En 2002, Paul Krugman appelait à une bulle immobilière. En 2009, quand l’éclatement de cette bulle a créé une crise, il était un peu embêté. Il essayait de noyer le poisson en disant : Krugman a créé la bulle, Krugman est responsable du scandale Enron, etc. En fait, l’important n’est pas Krugman. L’essentiel, c’est que, comme le souligne Daniel J. Sanchez, ce sont les principes keynésiens de relance par la dépense qui ont conduit à une bulle, et à la crise. Et que ce sont ces mêmes principes qui sont appliqués pour, soi-disant, nous sortir d’une crise qu’ils ont causée.
Daniel J. Sanchez est éditeur du site Mises.org et directeur de la Mises Academy. Il est sur Facebook. Pour lui envoyer un message. Lire ses articles. Commenter son blog.
En 2009, Lew Rockwell a mis en ligne cette citation de Paul Krugman dans un éditorial paru en 2002 dans le New York Times :
Pour combattre cette récession la Fed a besoin d’une hausse importante des dépenses des foyers pour compenser la défaillance de l’investissement privé. [Ainsi] Alan Greenspan a besoin de créer une bulle immobilière pour remplacer la bulle du Nasdaq. (Krugman, 2002, appelant à une bulle immobilière)

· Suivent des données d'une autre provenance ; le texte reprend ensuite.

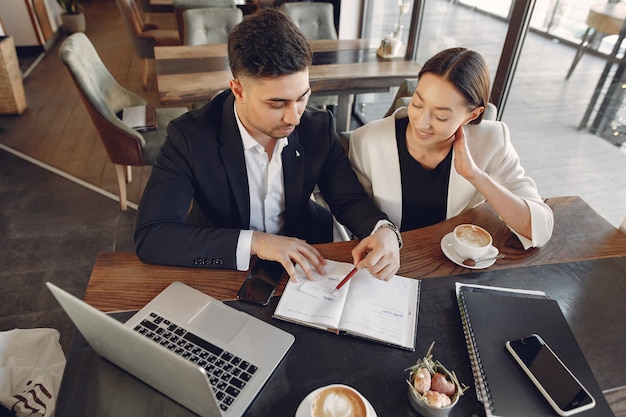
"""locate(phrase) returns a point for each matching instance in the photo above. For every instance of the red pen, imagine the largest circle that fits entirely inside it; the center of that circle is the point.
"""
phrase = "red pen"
(343, 281)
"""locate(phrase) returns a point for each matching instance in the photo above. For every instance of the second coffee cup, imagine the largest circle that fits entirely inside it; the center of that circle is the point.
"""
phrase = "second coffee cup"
(471, 241)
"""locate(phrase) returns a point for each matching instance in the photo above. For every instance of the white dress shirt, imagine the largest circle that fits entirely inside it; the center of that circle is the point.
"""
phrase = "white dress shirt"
(267, 192)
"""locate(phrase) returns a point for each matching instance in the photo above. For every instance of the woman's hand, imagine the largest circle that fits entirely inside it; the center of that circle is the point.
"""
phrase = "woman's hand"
(463, 161)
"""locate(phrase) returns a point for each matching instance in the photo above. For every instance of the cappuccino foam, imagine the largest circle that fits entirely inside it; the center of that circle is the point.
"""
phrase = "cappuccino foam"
(473, 236)
(338, 402)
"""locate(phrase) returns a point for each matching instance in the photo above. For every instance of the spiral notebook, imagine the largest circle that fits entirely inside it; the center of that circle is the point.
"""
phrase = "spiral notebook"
(493, 315)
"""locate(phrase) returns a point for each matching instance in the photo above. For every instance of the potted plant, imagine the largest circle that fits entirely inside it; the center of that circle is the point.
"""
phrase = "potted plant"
(72, 17)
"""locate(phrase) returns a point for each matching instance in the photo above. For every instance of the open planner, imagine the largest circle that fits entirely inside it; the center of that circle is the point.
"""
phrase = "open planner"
(493, 315)
(383, 311)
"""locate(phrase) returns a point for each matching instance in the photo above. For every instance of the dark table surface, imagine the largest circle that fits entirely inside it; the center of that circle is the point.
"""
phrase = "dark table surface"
(590, 294)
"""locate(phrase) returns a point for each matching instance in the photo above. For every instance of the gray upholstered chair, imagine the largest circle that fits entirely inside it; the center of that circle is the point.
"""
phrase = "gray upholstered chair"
(145, 36)
(316, 21)
(209, 25)
(181, 5)
(104, 99)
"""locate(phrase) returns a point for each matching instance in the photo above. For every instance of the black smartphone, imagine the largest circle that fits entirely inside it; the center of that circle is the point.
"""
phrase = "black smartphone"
(261, 283)
(555, 382)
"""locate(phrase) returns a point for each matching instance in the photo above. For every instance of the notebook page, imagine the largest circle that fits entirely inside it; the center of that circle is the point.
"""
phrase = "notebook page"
(305, 305)
(382, 310)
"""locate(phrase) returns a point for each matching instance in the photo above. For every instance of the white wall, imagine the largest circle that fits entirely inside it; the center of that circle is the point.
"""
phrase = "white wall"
(350, 19)
(18, 23)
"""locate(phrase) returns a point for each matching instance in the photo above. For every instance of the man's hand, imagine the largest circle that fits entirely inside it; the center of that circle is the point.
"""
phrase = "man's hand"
(379, 254)
(288, 250)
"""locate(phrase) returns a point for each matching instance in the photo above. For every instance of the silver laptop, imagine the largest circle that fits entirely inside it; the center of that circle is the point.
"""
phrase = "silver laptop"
(203, 354)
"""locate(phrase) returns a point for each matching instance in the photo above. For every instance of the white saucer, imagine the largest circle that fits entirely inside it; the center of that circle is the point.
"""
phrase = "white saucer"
(305, 406)
(447, 248)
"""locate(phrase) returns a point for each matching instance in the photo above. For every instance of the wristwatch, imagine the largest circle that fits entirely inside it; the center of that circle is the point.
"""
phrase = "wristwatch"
(388, 225)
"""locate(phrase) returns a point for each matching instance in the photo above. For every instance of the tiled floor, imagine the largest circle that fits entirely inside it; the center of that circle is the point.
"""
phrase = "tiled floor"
(52, 230)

[Ndt : le début des années 2000 avait vu exploser la bulle de la High Tech]
Qui plus est, en appelant explicitement à une nouvelle bulle, il anticipait de 6 ans « l’annonce » hilarante de The Onion « qu’une demande en faveur d’une nouvelle bulle pour les investisseurs était apparue depuis quelques mois, depuis que la bulle des prêts hypothécaires subprime avait éclaté et laissé le monde des affaires orphelin d’une bonne source de revenus factices ». Sauf que Krugman était sérieux.

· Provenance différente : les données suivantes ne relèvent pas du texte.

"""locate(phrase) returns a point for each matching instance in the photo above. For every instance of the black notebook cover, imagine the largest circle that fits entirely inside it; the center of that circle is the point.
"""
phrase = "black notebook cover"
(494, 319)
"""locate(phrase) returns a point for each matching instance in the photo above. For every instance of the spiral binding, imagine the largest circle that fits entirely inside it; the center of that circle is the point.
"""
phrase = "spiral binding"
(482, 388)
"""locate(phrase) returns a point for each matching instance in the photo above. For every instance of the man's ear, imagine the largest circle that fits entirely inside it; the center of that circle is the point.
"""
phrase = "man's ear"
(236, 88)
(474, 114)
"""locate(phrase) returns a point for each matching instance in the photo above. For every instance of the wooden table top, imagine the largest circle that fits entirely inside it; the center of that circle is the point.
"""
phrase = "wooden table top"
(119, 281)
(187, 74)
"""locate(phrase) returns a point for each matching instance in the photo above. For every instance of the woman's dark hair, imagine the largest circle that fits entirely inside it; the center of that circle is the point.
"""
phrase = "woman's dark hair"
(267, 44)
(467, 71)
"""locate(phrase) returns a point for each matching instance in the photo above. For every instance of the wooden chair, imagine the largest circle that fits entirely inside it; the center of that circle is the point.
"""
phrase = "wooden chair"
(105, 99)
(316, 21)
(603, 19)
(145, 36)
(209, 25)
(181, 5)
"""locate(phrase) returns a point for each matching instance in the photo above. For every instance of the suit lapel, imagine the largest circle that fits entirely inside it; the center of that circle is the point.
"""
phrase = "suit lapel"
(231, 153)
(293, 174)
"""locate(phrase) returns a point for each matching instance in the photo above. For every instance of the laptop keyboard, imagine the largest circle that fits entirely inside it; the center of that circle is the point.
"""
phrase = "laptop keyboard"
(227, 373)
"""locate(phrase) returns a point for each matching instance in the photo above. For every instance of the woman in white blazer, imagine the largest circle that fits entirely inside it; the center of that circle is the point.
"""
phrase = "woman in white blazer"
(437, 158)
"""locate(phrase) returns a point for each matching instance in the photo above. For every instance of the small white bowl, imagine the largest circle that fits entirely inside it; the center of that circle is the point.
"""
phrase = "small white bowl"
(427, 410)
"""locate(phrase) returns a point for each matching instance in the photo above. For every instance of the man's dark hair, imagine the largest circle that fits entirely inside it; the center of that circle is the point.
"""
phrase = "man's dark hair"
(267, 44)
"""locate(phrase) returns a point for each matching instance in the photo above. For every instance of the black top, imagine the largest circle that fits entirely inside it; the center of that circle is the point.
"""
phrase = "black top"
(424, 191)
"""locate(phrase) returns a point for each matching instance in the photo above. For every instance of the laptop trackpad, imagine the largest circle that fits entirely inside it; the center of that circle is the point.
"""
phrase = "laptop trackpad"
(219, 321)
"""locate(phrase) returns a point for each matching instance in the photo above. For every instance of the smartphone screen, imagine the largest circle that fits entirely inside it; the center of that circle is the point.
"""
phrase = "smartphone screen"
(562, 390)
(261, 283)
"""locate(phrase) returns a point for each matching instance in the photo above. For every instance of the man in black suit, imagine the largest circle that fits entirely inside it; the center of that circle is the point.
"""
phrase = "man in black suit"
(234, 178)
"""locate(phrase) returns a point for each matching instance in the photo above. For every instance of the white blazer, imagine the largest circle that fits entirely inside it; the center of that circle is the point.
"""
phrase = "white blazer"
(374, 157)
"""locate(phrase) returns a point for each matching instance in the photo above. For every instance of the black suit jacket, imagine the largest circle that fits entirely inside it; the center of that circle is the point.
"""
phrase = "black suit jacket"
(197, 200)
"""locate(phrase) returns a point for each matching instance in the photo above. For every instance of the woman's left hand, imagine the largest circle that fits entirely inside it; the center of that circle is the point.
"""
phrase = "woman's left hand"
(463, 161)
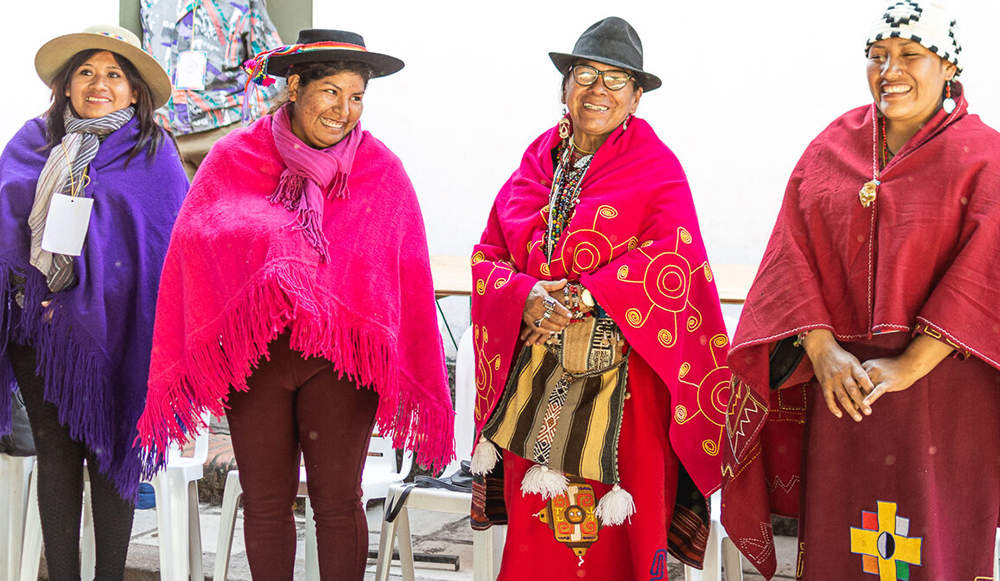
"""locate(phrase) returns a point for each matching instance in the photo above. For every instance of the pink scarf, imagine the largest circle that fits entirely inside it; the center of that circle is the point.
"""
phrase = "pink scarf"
(237, 275)
(311, 175)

La citation circulait dans la blogosphère, à tel point que Krugman y a réellement répondu sur son blog du New York Times :
Les gars, relisez encore une fois. Ce n’était pas une préconisation politique, c’était juste une analyse économique. Ce que j’ai dit c’était que le seul moyen pour la Fed de donner une impulsion serait de créer une bulle immobilière. Et c’est juste ce qui s’est passé.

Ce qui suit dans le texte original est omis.